Re: UTF-8 code in HTML

From: Addison Phillips [GSC] (
Date: Fri Apr 14 2000 - 12:22:34 EDT

Hi Antoine,

> > I wrote:
> > The fact that the browser can correctly decode the UTF-8 is not at
issue. The
> > problem is that IE4 and NN4 allow only one font to be associated with
the UTF-8
> > encoding (in the user interface)... and the default is a Latin-1 font.
> Antoine wrote:
> Well, this is perhaps the case for Macintosh and Unices, but I do not
> with you about Windows boxes.
> The default configuration defers to Times New Roman and Courier New, and
> fonts exist in two "forms", a small (default with Win9X) that only
> Latin-1, and a bigger (NT default? forced installed with the Euro upgrade
on 9X)
> that does support Latin-2, Cyrillic and quite some more things.

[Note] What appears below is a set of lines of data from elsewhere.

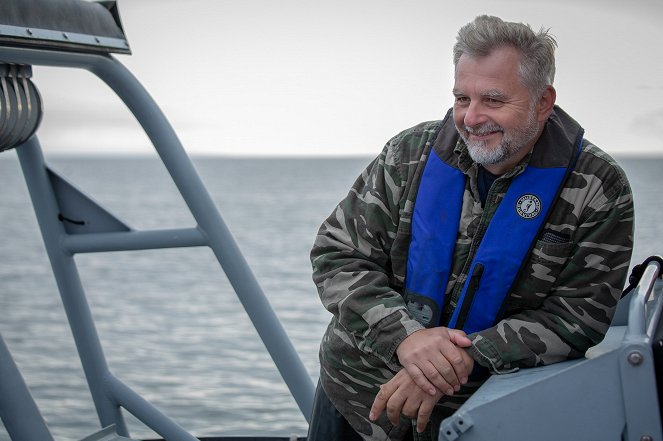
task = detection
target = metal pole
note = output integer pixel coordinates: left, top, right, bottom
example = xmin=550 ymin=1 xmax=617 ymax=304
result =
xmin=108 ymin=375 xmax=198 ymax=441
xmin=16 ymin=136 xmax=128 ymax=436
xmin=0 ymin=48 xmax=315 ymax=421
xmin=0 ymin=335 xmax=53 ymax=441
xmin=90 ymin=57 xmax=315 ymax=421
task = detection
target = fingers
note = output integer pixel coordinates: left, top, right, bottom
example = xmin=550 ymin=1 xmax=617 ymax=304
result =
xmin=405 ymin=362 xmax=446 ymax=396
xmin=417 ymin=400 xmax=435 ymax=433
xmin=396 ymin=328 xmax=472 ymax=396
xmin=448 ymin=329 xmax=472 ymax=348
xmin=368 ymin=380 xmax=397 ymax=421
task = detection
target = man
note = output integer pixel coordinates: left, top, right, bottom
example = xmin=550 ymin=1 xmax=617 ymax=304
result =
xmin=309 ymin=16 xmax=633 ymax=441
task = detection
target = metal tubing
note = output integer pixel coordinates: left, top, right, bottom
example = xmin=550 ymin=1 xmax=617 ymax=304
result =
xmin=106 ymin=375 xmax=198 ymax=441
xmin=0 ymin=48 xmax=315 ymax=421
xmin=626 ymin=262 xmax=661 ymax=338
xmin=16 ymin=136 xmax=128 ymax=436
xmin=91 ymin=57 xmax=315 ymax=421
xmin=62 ymin=228 xmax=207 ymax=254
xmin=0 ymin=335 xmax=53 ymax=441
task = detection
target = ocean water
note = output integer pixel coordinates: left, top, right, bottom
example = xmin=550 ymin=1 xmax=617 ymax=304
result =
xmin=0 ymin=152 xmax=663 ymax=441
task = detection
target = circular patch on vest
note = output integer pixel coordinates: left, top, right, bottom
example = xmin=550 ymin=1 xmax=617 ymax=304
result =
xmin=516 ymin=194 xmax=541 ymax=219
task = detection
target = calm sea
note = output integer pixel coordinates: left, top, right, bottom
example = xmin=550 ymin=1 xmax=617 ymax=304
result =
xmin=0 ymin=152 xmax=663 ymax=441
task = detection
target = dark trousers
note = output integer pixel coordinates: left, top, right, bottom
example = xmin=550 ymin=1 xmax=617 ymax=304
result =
xmin=306 ymin=382 xmax=363 ymax=441
xmin=306 ymin=382 xmax=412 ymax=441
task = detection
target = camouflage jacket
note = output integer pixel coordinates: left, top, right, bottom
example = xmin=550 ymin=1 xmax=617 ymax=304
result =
xmin=311 ymin=108 xmax=634 ymax=440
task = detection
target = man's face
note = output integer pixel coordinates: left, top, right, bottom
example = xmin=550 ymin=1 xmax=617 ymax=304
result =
xmin=453 ymin=47 xmax=541 ymax=173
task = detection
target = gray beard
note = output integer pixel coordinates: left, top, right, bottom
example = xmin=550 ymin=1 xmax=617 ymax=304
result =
xmin=456 ymin=111 xmax=539 ymax=165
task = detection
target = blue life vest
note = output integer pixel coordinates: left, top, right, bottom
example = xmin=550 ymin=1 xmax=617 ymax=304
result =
xmin=405 ymin=108 xmax=582 ymax=334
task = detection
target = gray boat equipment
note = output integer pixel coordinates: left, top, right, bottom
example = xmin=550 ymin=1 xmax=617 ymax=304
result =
xmin=0 ymin=0 xmax=314 ymax=441
xmin=439 ymin=257 xmax=663 ymax=441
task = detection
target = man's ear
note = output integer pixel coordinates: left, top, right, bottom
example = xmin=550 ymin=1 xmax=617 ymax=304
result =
xmin=536 ymin=86 xmax=557 ymax=123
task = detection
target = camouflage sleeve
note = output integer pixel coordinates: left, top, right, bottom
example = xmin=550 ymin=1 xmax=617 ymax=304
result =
xmin=311 ymin=137 xmax=422 ymax=369
xmin=471 ymin=145 xmax=634 ymax=373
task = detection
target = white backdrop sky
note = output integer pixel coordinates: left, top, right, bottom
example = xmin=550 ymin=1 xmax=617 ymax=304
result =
xmin=35 ymin=0 xmax=663 ymax=155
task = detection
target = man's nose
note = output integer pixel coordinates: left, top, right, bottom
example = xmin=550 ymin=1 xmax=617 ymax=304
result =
xmin=463 ymin=101 xmax=487 ymax=127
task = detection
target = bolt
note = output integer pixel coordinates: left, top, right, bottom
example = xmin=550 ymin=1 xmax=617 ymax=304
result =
xmin=628 ymin=351 xmax=646 ymax=364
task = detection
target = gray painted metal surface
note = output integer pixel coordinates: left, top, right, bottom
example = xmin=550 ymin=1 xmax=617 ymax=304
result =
xmin=0 ymin=335 xmax=53 ymax=441
xmin=440 ymin=262 xmax=663 ymax=441
xmin=0 ymin=15 xmax=314 ymax=441
xmin=0 ymin=0 xmax=663 ymax=441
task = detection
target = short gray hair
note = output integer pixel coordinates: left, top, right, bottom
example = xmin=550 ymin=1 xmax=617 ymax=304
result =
xmin=454 ymin=15 xmax=557 ymax=98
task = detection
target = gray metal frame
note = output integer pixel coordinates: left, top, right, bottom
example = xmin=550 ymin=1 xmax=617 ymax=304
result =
xmin=0 ymin=47 xmax=314 ymax=441
xmin=439 ymin=261 xmax=663 ymax=441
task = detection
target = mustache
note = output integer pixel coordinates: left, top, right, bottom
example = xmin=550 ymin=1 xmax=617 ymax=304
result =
xmin=463 ymin=123 xmax=504 ymax=136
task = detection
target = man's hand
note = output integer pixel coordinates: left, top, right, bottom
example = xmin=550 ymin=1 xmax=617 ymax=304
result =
xmin=369 ymin=349 xmax=474 ymax=432
xmin=369 ymin=369 xmax=444 ymax=432
xmin=396 ymin=327 xmax=474 ymax=396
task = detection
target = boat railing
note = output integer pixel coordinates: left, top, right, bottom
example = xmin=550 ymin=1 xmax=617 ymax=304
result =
xmin=0 ymin=0 xmax=314 ymax=441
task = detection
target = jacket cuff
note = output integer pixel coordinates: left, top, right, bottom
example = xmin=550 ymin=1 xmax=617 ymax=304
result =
xmin=371 ymin=313 xmax=425 ymax=372
xmin=467 ymin=334 xmax=518 ymax=375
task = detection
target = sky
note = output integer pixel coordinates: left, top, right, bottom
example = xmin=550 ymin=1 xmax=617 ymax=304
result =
xmin=34 ymin=0 xmax=663 ymax=156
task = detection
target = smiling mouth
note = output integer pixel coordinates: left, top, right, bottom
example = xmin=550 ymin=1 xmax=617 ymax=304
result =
xmin=465 ymin=128 xmax=503 ymax=140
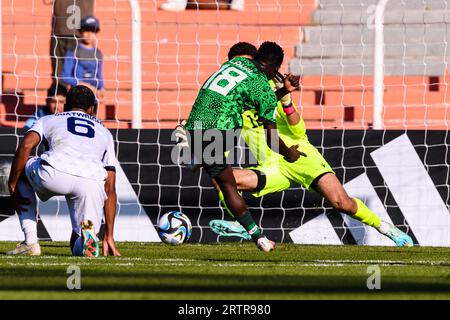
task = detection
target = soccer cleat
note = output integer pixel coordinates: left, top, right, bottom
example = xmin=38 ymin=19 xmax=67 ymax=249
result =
xmin=209 ymin=220 xmax=252 ymax=240
xmin=81 ymin=220 xmax=99 ymax=257
xmin=381 ymin=223 xmax=414 ymax=247
xmin=256 ymin=237 xmax=275 ymax=252
xmin=6 ymin=242 xmax=41 ymax=256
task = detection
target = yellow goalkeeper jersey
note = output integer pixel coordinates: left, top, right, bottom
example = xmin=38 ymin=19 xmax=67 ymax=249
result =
xmin=241 ymin=81 xmax=308 ymax=164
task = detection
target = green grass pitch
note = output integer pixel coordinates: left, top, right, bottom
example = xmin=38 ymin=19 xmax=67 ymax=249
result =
xmin=0 ymin=242 xmax=450 ymax=300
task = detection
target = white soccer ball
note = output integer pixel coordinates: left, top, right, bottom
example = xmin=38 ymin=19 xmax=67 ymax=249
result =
xmin=158 ymin=211 xmax=192 ymax=245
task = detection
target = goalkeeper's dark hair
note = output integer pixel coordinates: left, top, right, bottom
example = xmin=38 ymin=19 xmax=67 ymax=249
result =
xmin=64 ymin=85 xmax=97 ymax=111
xmin=255 ymin=41 xmax=284 ymax=67
xmin=47 ymin=83 xmax=67 ymax=99
xmin=228 ymin=42 xmax=258 ymax=60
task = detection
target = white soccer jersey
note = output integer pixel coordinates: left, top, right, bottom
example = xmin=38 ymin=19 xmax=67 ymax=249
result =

I did oversimplify the case for Windows, as you point out, but these
additional copies of TNR and Courier do not get you complete support for the
characters encoded by UTF8. And it depends which Windows you mean as to
which fonts are installed by default.

> > My speculated Polish-Japanese page contains a few "black squares" in the
> > Polish and all black squares in the Japanese.
> This is agreed about Japanese (and I do not know any solution short of
> Cyberbit or Arial Unicode).
> However, I do not agree about Polish (or Russian): I expect any reader of
> a page to have installed the "multilingual setup", which means that s/he
> the big versions of the fonts installed. And then, s/he can read Polish
> or Russian character without any problem.

The "multilingual setup" is not installed by default and most users don't
know about it, I suspect. I often, for example, view Polish or Russian pages
using a wide variety of machines, and most default IE4 and NN4 setups cannot
display these pages correctly without "little black squares"... and, unless
you're running on a machine in the language in question, it's usually a
several step process to install such support.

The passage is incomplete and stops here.